NO MUSICAL DA BRISA II
Ante a política, eu sou indiferente,
só acredito na poesia por poesia,
mas é impossível não notar essa ironia
da liberdade mentida à pobre gente.
E Ché Guevara, um idealista ingente,
já suportar esse regime não podia
e assim partiu para triste desvalia,
lá na Bolívia, um mistério ainda potente...
Mas outras brisas por certo são sopradas
e em tantas ocasiões foram louvadas,
pouco me resta que seja original...
De um sonho azul eu me recordo agora,
no alto de um penhasco, nesse outrora,
com a brisa a me abanar em festival!...
NO MUSICAL DA BRISA III
Porém, sem dúvida, foi a brisa alpina
que na Áustria inspirou compositores,
a Beethoven dos potentes estridores,
a Haydn, que para o clássico se inclina.
A Mozart, tão variado que fascina,
a Schubert, o mais delicado dos autores,
aos musicais de Strauss, em seus ardores
e até a Viúva que ao Lehár húngaro se afina...

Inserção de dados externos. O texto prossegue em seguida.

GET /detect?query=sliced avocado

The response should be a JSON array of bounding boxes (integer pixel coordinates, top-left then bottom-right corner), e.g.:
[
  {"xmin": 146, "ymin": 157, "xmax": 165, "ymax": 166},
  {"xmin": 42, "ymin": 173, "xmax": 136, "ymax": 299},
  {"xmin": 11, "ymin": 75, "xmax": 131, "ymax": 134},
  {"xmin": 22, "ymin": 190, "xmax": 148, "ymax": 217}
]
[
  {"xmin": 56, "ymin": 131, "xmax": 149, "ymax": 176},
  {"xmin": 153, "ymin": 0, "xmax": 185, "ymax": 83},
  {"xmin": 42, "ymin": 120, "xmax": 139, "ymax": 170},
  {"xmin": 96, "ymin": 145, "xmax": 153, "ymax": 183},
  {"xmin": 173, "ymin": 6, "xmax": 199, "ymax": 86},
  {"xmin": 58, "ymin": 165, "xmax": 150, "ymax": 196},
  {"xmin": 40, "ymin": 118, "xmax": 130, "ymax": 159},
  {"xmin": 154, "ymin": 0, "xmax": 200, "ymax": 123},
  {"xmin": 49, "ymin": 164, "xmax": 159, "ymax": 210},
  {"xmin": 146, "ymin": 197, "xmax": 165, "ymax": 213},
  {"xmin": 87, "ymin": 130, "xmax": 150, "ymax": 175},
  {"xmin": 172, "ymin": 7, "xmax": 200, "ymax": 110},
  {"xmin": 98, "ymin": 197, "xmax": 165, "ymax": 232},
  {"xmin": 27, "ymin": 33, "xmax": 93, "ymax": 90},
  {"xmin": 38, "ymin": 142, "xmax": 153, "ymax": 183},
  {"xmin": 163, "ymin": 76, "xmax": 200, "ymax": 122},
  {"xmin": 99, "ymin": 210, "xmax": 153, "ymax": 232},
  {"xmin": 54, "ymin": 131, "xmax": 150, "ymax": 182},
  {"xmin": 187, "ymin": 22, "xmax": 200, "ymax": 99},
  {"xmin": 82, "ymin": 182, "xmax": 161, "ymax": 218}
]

Mas para mim, toda brisa é feminina,
enquanto zéfiro é seu eterno amante,
mas que separa seu pai, o furacão!
Porém após a tempestade, essa menina
de novo sai a soprar no meu semblante
e beijo deixa bem fundo em meu pulmão!
REGOLITO I – 8 NOV 2020
Quarenta anos atrás, assisti, em empolgação,
Neil Armstrong, descendo de vagar
pela escada de seu módulo lunar,
pisando o solo com a devida precaução!
Embora o veículo visse firme na ocasião,
talvez um pé enfiasse, sem querer
no regolito em demasia e assim poder,
ser a primeira vítima dessa exploração!
Naturalmente, o solo era bem forte
e suportou o seu peso, facilmente;
então Aldrin desceu, também contente...
Deixaram marcas de permanente corte
na superfície lunar que, por enquanto,
não foi de novo percorrido o mesmo canto...
REGOLITO II
O regolito é simplesmente o solo;
têm os cientistas o costume de inventar
novas palavras para o vulgo atrapalhar
ou por mais precisão, sem qualquer dolo;
como um “manto de intemperismo” sobre o colo
da rocha ctônica que o possa suportar;
e do latim, em recente derivar,
criaram o termo “solum”, para nô-lo
impingir, como se já não nos bastasse,
chamar do solo a poeira um “regolito”
e a rocha fragmentada um “saprolito”,
da pedra conservando ainda instante
bastante características anteriores,
satisfazendo deste modo os professores!
REGOLITO III
O regolito mais famoso hoje é o de Marte,
que se espera em pouco tempo recolher,
na expectativa do que possa conter
essa poeira sideral em seu descarte...
Acredito que em breve faça parte
do território que então possa preencher
a humanidade, que não para de crescer,
“se a tanto nos ajudar engenho e arte!...”
Já não existe regolito em meu jardim,
os caminhos estão cobertos de cimento
e os canteiros de terra vegetal...
Ai, que eu queria poder pisar, enfim,
sobre a Lua ou em Marte, num portento,
mesmo um suspiro que fosse o meu final!